Wednesday, March 10, 2021

Appellate

Appellate (pronounced uh-pel-it)

(1) Of or pertaining to that which can be reviewed by a power or authority vested with the necessary jurisdiction.

(2) A court, tribunal or other body having the power or authority to review and decide appeals made against decisions issued by subordinate individuals or institutions.

1726: From the Classical Latin appellātus (called upon, summoned), past participle of appellāre (to appeal) and perfect passive participle of appellō (address as, call by name), the construct being ad (to, towards) + pellō (push; impress).  Details of appellate jurisdiction in English courts appear in Sir William Blackstone's Commentaries on the Laws of England (1765–1769).

Courts of appeal

Appellate courts, usually styled as courts of appeal, are those vested with the jurisdiction to an appeal from a subordinate court within the same hierarchy.  In Australia, as a general principle, the court system exists in three layers (1) a trial court, (2) an intermediate appellate court and (3) a final court of appeal although variations exist and appeals from lower courts are not always of right; in many cases an application for leave to appeal can be declined.  The Australian court systems are now unitary which means that, depending on the law(s) involved, the avenue of appeal lies to a state, territory or Commonwealth court, appeals to the Privy Council in London sundered for commonwealth matters in 1968 and for those involving the states in 1986 by the Australia Acts.
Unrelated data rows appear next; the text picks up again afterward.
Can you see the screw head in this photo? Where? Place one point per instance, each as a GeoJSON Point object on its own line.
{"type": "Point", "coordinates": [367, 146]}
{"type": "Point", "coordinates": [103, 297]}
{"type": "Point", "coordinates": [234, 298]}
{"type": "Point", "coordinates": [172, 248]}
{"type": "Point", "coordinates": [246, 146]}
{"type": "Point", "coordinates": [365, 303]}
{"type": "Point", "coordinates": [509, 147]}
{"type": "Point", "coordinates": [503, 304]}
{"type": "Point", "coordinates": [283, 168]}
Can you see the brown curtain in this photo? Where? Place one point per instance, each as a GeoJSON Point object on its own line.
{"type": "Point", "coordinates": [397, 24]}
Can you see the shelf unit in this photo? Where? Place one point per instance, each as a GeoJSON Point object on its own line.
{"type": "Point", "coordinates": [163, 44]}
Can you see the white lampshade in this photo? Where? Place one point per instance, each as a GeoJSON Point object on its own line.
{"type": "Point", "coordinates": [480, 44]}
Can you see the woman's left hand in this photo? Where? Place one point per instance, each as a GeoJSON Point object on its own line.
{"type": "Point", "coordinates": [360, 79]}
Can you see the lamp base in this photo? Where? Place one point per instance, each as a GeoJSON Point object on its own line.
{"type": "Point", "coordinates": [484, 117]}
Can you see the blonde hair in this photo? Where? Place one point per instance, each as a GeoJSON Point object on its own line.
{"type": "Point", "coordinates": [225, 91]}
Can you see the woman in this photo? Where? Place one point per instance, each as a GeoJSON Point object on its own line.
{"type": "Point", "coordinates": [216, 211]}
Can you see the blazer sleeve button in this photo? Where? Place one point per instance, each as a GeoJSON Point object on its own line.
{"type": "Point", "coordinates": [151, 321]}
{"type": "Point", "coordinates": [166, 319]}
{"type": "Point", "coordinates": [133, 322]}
Usually, it’s the more serious cases which proceed to the highest courts of appeal but the US Supreme Court has agreed to hear parking-ticket and other minor matters if the law under which a conviction was obtained happened in a jurisdiction where the offence was deemed one of absolute liability and an appeal not permitted.  In those matters, the court held that in the US, a legal principle existed that the state could not convict a citizen of something without granting a means of appealing the decision.